Perhaps our forgetfulness is linked to technology. We’ve got
everything we could want at our fingertips. We are lazy. Let’s watch another episode of Portlandia. Take-out sounds good
tonight. We aren’t required to physically work for our food like our
father’s father’s did in the past—hunting deer and slow cooking it over the
fire. Dinner comes in a can now. The grocery store has everything we could ever
want, year round. Unfortunately, that isn’t how nature works. We shouldn’t be
allowed to buy a banana from Jamaica or Kiwi from Australia 365 days a year. Nonetheless
we do it because we have outsmarted Mother Nature. Thus, our own skills have
turned society around full circle. We are at the point where we can’t think for
ourselves. (I always use a calculator because I avoid doing mathematical equations
in my head at all costs.) We longingly gaze back at where we started from: simplicity
in the 1800s never smelled sweeter (minus the diseases).

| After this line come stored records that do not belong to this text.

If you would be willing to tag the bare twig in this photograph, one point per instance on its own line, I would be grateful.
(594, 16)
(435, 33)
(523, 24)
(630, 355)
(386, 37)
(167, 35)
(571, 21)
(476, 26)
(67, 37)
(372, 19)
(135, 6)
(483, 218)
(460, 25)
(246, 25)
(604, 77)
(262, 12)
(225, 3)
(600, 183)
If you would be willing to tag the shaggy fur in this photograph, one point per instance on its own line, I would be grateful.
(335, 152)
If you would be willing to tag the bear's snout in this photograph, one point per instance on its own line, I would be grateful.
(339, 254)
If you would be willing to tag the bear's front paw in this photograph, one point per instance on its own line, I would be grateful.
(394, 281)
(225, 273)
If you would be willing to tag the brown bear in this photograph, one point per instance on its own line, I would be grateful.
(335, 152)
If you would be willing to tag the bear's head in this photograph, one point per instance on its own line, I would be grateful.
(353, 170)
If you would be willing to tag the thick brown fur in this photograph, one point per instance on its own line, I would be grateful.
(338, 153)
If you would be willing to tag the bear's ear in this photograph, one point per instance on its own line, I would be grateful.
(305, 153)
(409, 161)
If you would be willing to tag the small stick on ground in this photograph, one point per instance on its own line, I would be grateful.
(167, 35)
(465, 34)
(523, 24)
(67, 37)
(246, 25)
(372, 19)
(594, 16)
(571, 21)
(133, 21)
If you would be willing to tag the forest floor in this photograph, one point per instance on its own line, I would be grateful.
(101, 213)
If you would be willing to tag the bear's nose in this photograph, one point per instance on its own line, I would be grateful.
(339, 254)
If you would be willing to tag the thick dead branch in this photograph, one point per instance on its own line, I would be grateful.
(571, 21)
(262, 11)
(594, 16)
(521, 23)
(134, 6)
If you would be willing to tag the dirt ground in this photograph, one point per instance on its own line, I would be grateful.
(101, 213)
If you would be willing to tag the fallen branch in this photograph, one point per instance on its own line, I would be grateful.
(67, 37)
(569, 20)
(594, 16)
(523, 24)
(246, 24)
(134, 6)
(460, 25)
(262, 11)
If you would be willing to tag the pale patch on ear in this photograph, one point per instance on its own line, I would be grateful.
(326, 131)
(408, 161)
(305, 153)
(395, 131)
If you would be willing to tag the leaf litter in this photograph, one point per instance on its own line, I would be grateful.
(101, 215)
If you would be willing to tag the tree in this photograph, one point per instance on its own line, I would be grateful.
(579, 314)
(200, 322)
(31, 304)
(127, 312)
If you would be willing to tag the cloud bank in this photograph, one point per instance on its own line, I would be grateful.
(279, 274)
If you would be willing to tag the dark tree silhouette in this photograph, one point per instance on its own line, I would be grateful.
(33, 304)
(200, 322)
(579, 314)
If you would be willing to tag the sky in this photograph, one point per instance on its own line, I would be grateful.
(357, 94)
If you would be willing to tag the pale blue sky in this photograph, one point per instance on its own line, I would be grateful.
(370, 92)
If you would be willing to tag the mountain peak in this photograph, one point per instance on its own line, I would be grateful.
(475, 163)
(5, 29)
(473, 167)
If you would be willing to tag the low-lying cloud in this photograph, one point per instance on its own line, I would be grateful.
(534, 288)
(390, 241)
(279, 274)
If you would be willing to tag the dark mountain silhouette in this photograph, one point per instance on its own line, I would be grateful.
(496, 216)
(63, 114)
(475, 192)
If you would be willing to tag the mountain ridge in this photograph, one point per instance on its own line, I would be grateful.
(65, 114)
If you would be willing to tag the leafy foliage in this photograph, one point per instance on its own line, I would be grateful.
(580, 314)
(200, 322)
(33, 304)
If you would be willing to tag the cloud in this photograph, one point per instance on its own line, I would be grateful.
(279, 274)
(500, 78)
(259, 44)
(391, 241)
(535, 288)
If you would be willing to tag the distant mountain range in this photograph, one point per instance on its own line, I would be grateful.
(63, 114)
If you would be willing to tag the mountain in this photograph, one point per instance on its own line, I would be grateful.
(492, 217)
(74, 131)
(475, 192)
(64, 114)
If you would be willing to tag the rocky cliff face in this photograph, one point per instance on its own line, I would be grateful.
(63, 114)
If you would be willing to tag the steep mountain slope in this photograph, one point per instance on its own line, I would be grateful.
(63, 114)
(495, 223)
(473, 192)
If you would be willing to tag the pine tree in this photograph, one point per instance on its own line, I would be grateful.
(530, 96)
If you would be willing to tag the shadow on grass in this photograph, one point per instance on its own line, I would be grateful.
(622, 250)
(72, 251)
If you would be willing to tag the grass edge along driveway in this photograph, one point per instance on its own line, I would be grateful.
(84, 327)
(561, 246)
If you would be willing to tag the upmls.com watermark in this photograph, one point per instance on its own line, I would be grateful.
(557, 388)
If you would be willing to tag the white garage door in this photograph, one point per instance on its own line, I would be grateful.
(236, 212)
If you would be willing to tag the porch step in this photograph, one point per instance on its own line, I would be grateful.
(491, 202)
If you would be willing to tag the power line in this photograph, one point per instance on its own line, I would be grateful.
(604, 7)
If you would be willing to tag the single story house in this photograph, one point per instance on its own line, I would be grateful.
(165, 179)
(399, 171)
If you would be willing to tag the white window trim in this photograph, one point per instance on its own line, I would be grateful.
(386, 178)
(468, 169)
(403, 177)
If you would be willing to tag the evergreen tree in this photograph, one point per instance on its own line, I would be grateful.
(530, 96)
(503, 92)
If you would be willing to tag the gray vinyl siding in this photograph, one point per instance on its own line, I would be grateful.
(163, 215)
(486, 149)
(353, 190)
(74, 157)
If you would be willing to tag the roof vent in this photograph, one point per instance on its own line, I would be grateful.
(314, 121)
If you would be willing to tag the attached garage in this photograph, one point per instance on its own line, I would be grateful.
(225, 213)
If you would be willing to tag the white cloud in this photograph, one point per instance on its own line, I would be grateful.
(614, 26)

We don’t, however, live in the age of Thoreau where we can
chill at Walden Pond for unlimited months and write about dandelion seeds
scattered in the wind. We’ve got work to do. But, in today’s tech world, with
everything able and ready for us, we should have a lot more time to make that
dark wood stained craft table seen in Kinfolk. So what’ the problem? We are
over stuffing our schedules with additional work. We are neglecting our leisure
agenda and not setting aside enough time to do things we enjoy. Also, the
thought of making something ourselves is tiresome when everything else comes
instantaneously. What we need is to reprioritize.
I guess all of those fancy blog posts about listening to the
sound of the waves or making your own apartment herb garden have worthwhile intentions.
Though it’s all I see 24/7 on the blogs that I read, it is necessary to keep
repeating the mantra: Slow down. Enjoy your life. Slowing down takes
time. That is the entire point. And in the twenty-first century, every day gets
harder and harder to move into this backward mindset. Just the same as setting
a morning alarm, we have to remind ourselves that we are living to live.